WILLIAMSON, N.Y., June 8 /PRNewswire-USNewswire/ -- Members of RWDSU Local 220 on strike against Mott's LLP (a wholly owned subsidiary of DPS) are taking their picket line to a second Mott's facility in an effort to increase the pressure on executives to rescind drastic wage and benefit cuts imposed at their Williamson, NY plant. In St. Louis, the union will be leafleting production workers on health and safety issues and area consumers on the labor dispute at Mott's.
Going on their third week, the Mott's strikers will set up new picket lines in front of the Dr. Pepper Snapple plant in Aspers, Pennsylvania, Tuesday, 12 Noon -5:00 p.m. and Wednesday from 9:00 a.m. -5:00 p.m. In St. Louis, leafleting will take place Tuesday, 9:00 a.m. – 5:00 p.m and Wednesday from 9:00 a.m. -5:00 p.m.
The Aspers, PA plant is a high volume manufacturing facility while the St. Louis plant is the sole maker of carbonated beverage concentrate for the entire Dr. Pepper Snapple Group System.

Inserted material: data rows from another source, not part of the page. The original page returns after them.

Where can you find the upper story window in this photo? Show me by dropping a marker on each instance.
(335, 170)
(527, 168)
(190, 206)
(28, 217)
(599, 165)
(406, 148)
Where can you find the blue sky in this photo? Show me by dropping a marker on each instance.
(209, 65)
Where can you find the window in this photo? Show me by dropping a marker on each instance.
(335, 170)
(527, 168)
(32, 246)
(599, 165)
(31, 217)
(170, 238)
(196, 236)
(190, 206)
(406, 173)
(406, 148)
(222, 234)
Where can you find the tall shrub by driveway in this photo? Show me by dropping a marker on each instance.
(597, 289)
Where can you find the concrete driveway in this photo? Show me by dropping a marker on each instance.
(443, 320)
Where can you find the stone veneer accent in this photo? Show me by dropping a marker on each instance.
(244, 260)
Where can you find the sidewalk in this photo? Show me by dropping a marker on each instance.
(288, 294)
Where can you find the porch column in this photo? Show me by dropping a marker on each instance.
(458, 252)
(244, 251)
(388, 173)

Over 300 full time manufacturing workers at the Mott's plant in Williamson, New York went out on strike on May 24th as a result of unfair labor practices committed by corporate executives in their efforts to impose drastic and unprecedented wage and benefit cuts on their workforce.
"The workers who have been on strike for the past 3 weeks are the same workers who helped make the Mott's brand successful and the Dr. Pepper Snapple Group the highly profitable company it is today," said Stuart Appelbaum, president of the Retail, Wholesale and Department Store Union, UFCW. "It is outrageous that such a profitable company would tell its own workforce that their wages should be slashed regardless how productive they are or how profitable their plant is. Taking advantage of dislocations in the American economy to pay workers what you think you can get away with rather than what they are worth is rotten business, and frankly unAmerican!""
Despite record profits, an increase in market share and a skyrocketing stock price Dr. Pepper Snapple Group has imposed a $1.50 per hour wage cut for all employees, a pension elimination for future employees and a pension freeze for current employees, a 20 percent decrease in employer contributions to the 401K and increased employee contributions toward health care premiums and co-pays.
By contrast, Dr. Pepper Snapple Group President & CEO Larry D. Young has enjoyed a 113% salary increase over the last 3 years (or 29 percent each year). Mr. Young's total compensation last year was $6.5 million.
Michael Leberth, president of RWDSU Local 220 said "the company has not budged from our reasonable and dignified offer. We deserve better and the company can afford to treat us fairly."
"Why would DPS, with millions in profit, risk interrupting production at a high volume plant?" asked Ira Bristol, who has worked at the plant for almost five years. "Destroying goodwill and creating this antagonistic atmosphere will badly hurt the production system and bottom line, not to mention negatively affecting employee morale and tarnishing the Mott's good brand around the country."
"I think it's really important that people understand what is going on with our jobs, and how this kind of corporate greed, if we don't stop it, will ruin the country," said Motts worker Ryan Bubacz. When we tell them about this, people realize that it could be their jobs that somebody comes after next, and that just because your employer is profitable doesn't mean they won't come after you to make more money for themselves," Bubacz added.
The Retail, Wholesale and Department Store Union represents 100,000 members in the U.S. and Canada. The RWDSU is affiliated with the United Food and Commercial Workers Union.